Если вам исполнилось 18 лет и вы готовы к просмотру контента, который может оказаться для вас неприемлемым, нажмите сюда.
Ебись оно все конем.
Да. Именно.
Не так давно я занялся писательством и даже начал посещать курсы. Наставник сказал мне, что первая фраза любого текста определяющая сама по себе. Она должна одновременно цеплять и задавать тон произведению. А так как я решил написать книгу своей жизни, то пусть первой фразой будет именно эта. Ебись оно конем. Заодно сразу же отсею всех нежных фиалок, моралистов и борцов за нравственность. Они никогда не станут целевой аудиторией, да и не по одной дороге мне с ними.
Почему “Властелин землетрясений”? Полтора десятка лет назад землетрясения были моим хлебом насущным; тем, чем я зарабатывал себе на еду и жилье. Я — подрывник-сейсморазведчик. Когда геологам нужно узнать, какие именно породы находятся глубоко под землей, они собирают огромную команду, в числе которой и такие, как я. На нескольких профилях располагаются кабеля с датчиками, а через равные промежутки — взрывчатка. И когда происходит подрыв, сейсмоволны отражаются от твердых пород, возвращая показания на датчики.
Мне приходилось много напрягать свой зад, чтобы делать все правильно. Выверять размер взрывчатки и сочетание веществ, подбирать грамотные схемы подрыва, производить расчеты — но это всегда стоило венца творения. Взрыва, сотрясающего землю. Рокот упругих волн, уходящих прямиком в недры, вызывал у меня дрожь по телу. Словно в момент подрыва я спускал могучее ручное чудище с поводка.
Сам я в принципе предполагал, что займусь чем-то подобным. Родился в Аризоне — в Финиксе, на самом отшибе Великого Каньона. Каньон — завораживающее, но мрачное и пугающее место. Дно расщелины терялось где-то в глубочайшей тени.
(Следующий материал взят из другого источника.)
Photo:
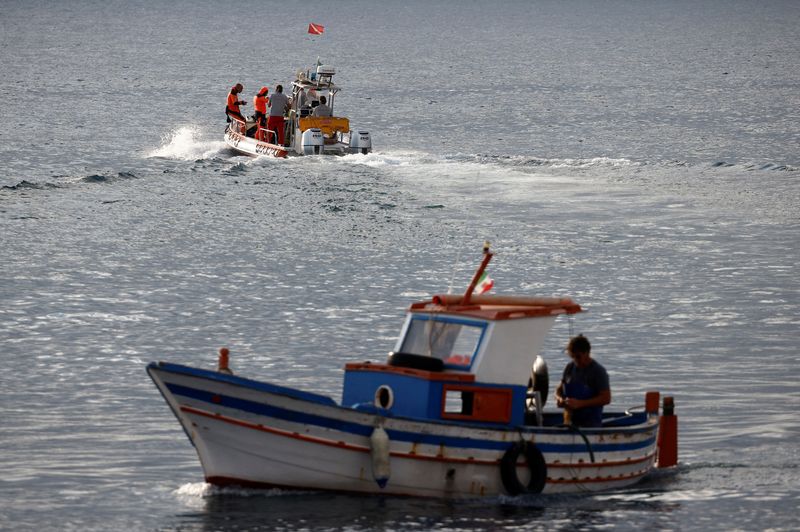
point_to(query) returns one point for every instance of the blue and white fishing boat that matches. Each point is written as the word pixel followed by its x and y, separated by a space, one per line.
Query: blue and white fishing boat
pixel 456 411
Старики местные тоже нагоняли страху — мол, если упадешь туда, умрешь от жажды раньше, чем коснешься земли. Мальцом вплоть до начала девяностых я сильно опасался этого места. А потом там нашли уголь. Вся долина превратилась в карьер, и выяснилось, что дно у Великого Каньона все же есть.
Не стало страха. Он всегда развеивается в том месте, где появляются ученые и инженеры. Отчего-то я даже сам захотел стать одним из них. Тех, кто несет знание и этим знанием искореняет вытачивающий людей ужас.
С девяностых до нулевых на Штаты налетела волна военных кризисов. Персидский Залив, башни-близнецы, операции в Ираке и Афганистане. Я не знал, к чему приведет вся эта гражданская истерия, но понимал, что в один момент больше не смогу полагаться на отца. Мне следовало становиться на ноги.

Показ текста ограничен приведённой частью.